Chechen leader Ramzan Kadyrov outlined the details of the operation to retrieve the family in a post on his official Instagram account.
"Another operation to save Russian citizens from Syria and Iraq was successful," Kadyrov wrote. "On Friday night, an airplane flying from Istanbul, Turkey landed at the Grozny airport. Among the passengers were two young natives of Chechnya, ten-year-old Islam and eight-year-old Tanzila. They had been taken to war-torn Syria by their father, who joined the ranks of the Daesh terrorists in 2015. This criminal recklessness could well have cost the children their lives…By the will of Allah, our efforts were crowned with success, and the children were returned to their homeland. They are now completely safe."
Kadyrov thanked President Putin and everyone else involved in the ongoing effort to rescue children from the former Daesh-held territories. "We have repeatedly said that our work will continue until all our innocent compatriots who are in trouble in Syria or Iraq are saved," he stressed.
The Chechen-backed rescue effort began in August, after Kadyrov was made aware of a report by RT from a Baghdad children's shelter featuring Russian children whose parents had joined Daesh and then abandoned their kin after Mosul was liberated by the Iraqi army. Reposting the report on his Instagram account in hopes of finding the children's relatives, Kadyrov met with success, and five-year old boy Bilal was safely returned to his mother.
In 2014 and 2015, at the height of the so-called Daesh caliphate's power, Islamists from at least 86 countries traveled to Syria and Iraq to join the terrorists, often taking unwilling family members with them.
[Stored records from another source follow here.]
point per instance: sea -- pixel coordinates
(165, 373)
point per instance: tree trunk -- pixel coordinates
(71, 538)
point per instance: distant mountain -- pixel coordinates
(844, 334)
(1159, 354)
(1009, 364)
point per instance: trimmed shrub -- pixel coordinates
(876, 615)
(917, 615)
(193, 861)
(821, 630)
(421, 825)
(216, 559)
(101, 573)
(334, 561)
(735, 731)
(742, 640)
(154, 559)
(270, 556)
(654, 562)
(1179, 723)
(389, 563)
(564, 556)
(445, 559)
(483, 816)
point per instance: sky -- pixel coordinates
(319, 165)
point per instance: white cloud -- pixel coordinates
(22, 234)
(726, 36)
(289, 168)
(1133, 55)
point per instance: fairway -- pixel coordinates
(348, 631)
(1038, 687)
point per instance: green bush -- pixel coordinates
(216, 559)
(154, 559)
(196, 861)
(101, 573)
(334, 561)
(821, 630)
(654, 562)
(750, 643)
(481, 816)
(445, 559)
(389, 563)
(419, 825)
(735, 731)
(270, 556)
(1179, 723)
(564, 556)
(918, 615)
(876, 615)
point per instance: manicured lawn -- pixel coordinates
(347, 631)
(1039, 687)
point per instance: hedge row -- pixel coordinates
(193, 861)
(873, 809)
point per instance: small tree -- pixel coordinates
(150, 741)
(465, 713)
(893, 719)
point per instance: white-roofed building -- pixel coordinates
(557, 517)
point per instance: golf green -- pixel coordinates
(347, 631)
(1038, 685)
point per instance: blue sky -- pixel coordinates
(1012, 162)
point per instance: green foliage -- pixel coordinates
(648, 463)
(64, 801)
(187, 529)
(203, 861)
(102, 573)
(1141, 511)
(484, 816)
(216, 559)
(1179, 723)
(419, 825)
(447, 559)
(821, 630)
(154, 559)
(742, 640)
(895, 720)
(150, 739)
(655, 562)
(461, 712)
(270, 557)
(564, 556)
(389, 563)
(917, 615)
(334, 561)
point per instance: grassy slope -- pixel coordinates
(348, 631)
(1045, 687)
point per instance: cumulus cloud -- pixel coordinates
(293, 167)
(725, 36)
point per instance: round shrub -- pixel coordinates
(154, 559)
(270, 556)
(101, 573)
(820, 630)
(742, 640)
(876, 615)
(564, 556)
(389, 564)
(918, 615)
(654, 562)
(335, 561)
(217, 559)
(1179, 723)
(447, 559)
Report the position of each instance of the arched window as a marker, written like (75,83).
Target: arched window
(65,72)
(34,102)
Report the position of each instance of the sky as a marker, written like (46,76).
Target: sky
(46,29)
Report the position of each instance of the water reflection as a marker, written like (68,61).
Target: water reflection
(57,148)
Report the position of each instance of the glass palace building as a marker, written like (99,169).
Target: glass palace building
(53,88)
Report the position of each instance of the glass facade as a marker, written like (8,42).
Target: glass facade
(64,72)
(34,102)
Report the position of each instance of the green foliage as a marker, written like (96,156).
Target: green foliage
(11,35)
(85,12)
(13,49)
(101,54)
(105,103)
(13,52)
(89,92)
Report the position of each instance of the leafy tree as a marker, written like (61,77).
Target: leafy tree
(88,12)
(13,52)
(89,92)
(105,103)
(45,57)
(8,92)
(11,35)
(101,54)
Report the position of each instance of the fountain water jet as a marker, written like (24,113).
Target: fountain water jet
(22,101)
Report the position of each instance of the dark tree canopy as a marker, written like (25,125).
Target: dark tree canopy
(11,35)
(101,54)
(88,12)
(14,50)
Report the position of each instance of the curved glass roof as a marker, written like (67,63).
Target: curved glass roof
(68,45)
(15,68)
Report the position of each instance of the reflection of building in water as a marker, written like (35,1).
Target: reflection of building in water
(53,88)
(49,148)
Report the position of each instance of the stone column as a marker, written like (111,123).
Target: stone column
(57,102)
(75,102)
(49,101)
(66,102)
Earlier this year, President Putin estimated, citing intelligence reports, that at least 4,000 Russians and another 5,000 citizens of former Soviet republics were fighting in Daesh's ranks.
The Russian security services have been engaged in a comprehensive campaign to track and arrest returning jihadists, and to uncover Daesh plots inside the country. On Friday, the Federal Security Service foiled a terror plot by a Daesh affiliate in St. Petersburg, detaining 7 terror plotters who planned to carry out several terrorist attacks across the city.